My mother says that’s why we’d so often clash. Our relationship is complex. I share his love of laughter, his interest in books and science, his fascination with how things work. I hope I also share his decency. Yet I only ever wanted to make him proud. He was probably the only man who willingly chose to read my Ph.D. thesis, though I think most of it was lost to him as it was probably lost on me. He loved poetry but not, I suppose, reading about poetry. And a deep hurt this morning, among so many deep hurts, is knowing that he never got to read my first novel. I thought having my book cancelled weeks before publication was the worst thing that could happen to me this year. I hadn’t shown him the book because I wanted to wait until it was really a book. Published. His family name on the cover. Yet now it means nothing except I can still hear my father’s laughter and I live in the hope that I might hear it again.

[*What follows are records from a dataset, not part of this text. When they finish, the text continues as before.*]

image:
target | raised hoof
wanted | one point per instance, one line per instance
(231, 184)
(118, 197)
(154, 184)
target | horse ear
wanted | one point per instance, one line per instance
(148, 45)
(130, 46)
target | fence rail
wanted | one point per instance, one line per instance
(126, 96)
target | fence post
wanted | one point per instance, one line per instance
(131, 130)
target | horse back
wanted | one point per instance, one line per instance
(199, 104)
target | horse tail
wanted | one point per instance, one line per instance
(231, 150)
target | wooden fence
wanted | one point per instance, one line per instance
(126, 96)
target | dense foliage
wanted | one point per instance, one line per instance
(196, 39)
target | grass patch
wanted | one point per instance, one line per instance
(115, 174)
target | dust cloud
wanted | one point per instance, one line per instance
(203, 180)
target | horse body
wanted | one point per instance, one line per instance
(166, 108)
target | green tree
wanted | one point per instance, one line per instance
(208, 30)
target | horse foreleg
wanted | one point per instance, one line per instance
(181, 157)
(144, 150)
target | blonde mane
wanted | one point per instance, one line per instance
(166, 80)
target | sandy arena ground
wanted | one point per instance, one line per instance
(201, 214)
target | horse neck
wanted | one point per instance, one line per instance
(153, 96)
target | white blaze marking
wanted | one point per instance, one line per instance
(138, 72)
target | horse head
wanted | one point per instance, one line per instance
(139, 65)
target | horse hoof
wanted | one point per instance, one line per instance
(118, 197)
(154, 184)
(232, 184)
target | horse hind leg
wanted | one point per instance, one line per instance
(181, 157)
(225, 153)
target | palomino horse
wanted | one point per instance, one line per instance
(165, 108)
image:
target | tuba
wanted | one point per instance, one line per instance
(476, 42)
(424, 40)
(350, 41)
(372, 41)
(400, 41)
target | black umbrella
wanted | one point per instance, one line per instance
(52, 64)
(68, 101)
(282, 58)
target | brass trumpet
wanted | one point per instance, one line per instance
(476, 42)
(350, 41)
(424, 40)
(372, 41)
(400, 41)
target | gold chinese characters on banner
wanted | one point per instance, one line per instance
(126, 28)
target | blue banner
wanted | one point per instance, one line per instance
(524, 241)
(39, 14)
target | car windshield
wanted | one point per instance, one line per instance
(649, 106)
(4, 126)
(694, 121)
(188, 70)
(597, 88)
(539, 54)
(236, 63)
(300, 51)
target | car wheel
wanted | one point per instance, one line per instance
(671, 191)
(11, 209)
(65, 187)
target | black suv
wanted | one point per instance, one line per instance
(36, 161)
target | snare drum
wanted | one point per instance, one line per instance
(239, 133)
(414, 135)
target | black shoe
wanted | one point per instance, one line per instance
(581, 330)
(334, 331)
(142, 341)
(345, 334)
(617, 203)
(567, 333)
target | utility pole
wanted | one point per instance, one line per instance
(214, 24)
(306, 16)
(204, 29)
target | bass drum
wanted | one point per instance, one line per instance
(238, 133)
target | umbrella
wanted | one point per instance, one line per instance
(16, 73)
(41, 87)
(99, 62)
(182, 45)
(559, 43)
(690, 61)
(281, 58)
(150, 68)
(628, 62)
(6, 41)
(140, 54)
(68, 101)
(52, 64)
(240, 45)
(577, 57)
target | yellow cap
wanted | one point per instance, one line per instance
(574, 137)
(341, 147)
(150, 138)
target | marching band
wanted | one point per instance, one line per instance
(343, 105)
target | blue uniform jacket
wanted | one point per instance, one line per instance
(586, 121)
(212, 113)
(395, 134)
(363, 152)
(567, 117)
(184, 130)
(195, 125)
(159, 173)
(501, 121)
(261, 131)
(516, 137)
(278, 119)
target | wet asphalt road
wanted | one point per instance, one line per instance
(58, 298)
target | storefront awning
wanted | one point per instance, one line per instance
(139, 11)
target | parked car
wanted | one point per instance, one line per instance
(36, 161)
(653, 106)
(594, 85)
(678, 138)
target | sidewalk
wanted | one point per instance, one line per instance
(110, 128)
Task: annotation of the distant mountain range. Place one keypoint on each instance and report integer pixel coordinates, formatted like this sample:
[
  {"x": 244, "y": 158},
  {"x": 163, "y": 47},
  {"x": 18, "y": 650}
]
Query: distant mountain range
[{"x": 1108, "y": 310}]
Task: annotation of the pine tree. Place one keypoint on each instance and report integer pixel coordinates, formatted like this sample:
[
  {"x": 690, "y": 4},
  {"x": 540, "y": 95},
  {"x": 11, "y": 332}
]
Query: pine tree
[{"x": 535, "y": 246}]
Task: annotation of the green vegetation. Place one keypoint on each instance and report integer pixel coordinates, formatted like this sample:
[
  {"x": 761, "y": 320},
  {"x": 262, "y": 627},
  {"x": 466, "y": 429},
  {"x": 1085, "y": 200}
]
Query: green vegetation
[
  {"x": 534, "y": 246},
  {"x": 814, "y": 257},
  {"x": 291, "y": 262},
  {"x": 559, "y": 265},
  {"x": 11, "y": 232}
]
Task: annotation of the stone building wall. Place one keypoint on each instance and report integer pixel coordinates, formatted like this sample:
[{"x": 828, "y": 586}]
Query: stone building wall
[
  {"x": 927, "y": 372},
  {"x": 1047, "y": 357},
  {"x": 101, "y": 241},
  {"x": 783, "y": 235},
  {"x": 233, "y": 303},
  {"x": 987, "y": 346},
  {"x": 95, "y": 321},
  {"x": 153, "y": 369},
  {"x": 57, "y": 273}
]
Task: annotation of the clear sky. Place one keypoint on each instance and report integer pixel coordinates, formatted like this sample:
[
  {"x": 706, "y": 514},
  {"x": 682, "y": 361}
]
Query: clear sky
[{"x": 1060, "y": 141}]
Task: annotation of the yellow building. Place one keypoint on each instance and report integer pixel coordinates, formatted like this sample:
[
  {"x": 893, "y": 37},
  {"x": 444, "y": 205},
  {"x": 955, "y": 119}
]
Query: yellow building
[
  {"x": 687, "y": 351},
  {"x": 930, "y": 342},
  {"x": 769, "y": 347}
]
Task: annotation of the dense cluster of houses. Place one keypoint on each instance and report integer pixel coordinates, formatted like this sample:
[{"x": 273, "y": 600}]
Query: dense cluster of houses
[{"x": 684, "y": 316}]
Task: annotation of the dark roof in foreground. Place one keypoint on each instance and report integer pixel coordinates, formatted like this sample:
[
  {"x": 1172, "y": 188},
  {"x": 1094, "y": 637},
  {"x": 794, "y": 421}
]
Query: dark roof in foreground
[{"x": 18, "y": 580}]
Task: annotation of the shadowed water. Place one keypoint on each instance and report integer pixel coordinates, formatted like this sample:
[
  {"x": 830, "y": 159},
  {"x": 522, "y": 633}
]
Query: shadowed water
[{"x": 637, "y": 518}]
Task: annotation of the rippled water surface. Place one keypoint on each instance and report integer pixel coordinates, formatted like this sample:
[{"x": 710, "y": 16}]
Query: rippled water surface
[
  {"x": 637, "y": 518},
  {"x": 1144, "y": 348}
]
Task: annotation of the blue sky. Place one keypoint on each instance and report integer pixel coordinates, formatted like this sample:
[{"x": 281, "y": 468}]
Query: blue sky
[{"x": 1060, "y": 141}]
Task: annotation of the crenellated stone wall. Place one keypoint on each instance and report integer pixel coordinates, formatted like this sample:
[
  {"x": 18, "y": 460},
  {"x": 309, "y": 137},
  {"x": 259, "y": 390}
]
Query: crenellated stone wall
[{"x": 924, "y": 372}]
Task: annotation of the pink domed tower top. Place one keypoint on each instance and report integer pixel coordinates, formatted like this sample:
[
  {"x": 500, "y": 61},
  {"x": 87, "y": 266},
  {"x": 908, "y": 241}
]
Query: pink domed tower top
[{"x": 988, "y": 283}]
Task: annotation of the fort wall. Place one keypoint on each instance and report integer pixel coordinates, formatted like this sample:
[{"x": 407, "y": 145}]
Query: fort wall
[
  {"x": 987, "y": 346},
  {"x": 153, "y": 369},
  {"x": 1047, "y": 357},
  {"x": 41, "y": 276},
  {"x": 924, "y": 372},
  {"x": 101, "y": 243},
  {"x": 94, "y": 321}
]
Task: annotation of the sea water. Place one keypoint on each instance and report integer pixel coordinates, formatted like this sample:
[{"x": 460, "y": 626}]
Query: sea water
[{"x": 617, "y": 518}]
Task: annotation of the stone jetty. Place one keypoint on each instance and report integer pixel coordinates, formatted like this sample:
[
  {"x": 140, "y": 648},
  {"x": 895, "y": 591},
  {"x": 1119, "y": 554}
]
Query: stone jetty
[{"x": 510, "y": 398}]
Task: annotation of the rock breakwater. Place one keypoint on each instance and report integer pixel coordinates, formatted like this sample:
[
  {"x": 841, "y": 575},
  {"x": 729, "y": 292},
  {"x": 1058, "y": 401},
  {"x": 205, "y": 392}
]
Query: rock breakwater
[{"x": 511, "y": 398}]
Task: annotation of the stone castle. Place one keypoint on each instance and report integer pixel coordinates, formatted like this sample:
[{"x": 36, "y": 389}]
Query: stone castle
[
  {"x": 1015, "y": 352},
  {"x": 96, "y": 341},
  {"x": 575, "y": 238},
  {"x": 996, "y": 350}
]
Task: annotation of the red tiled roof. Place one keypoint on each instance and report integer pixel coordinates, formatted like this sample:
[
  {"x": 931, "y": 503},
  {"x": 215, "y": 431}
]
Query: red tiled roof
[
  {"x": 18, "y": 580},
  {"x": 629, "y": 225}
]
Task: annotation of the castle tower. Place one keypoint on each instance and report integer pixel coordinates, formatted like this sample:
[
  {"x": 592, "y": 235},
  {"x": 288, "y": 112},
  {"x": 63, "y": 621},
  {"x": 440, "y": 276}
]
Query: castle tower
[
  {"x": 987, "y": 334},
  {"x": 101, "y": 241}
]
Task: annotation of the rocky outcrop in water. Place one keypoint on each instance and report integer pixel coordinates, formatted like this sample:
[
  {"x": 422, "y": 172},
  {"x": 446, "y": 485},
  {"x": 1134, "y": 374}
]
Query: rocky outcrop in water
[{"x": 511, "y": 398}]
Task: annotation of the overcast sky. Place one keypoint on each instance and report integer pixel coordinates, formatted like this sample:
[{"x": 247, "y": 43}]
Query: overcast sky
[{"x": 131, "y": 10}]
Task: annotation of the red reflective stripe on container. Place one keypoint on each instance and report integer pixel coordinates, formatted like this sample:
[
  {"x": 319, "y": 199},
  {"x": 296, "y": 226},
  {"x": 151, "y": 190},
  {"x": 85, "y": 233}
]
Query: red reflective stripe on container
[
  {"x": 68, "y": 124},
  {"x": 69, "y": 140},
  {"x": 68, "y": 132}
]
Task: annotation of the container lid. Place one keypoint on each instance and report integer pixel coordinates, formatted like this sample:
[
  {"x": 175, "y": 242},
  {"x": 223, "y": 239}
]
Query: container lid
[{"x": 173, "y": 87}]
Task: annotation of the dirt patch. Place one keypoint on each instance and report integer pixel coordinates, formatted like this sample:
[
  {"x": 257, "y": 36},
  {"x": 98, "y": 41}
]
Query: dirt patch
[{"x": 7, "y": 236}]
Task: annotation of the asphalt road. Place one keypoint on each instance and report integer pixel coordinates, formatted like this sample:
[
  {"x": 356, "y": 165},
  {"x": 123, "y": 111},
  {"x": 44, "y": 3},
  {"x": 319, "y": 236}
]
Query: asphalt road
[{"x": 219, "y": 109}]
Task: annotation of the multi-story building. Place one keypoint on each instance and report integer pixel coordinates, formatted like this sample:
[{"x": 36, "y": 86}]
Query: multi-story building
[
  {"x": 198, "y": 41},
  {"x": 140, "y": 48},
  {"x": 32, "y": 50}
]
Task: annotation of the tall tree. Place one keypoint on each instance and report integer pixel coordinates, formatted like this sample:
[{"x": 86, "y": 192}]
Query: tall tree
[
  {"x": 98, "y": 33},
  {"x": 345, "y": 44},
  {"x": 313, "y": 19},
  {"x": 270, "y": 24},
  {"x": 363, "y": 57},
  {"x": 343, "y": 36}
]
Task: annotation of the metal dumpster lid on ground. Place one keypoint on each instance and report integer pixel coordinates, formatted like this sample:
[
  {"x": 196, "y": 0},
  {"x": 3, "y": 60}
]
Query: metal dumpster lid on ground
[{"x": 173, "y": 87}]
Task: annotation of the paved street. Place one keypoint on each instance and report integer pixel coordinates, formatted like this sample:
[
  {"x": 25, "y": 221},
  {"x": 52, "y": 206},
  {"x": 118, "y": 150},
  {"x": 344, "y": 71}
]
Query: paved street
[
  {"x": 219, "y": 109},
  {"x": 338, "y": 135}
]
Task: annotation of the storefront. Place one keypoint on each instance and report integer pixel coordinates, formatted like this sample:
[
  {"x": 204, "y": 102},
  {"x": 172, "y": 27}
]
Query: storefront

So I’m writing this and I don’t know if I’ll really post something so personal. I don’t know if I want these horrible unstructured words to represent all that I’m feeling because they don’t. But when I write, I do have a sense of something greater than my pain. I don’t mean to make people pity me or perhaps I do. And that also troubles me. Why share this? Why talk about this? Perhaps I want reassurance. I need to know that on the other side of this is a life I’ll be happy to live, that I’ll still have a chance to write, to be the man my father made me. Yet it sickens me to think that I’m even thinking of myself. That I cannot be strong. That I simply cannot stop crying."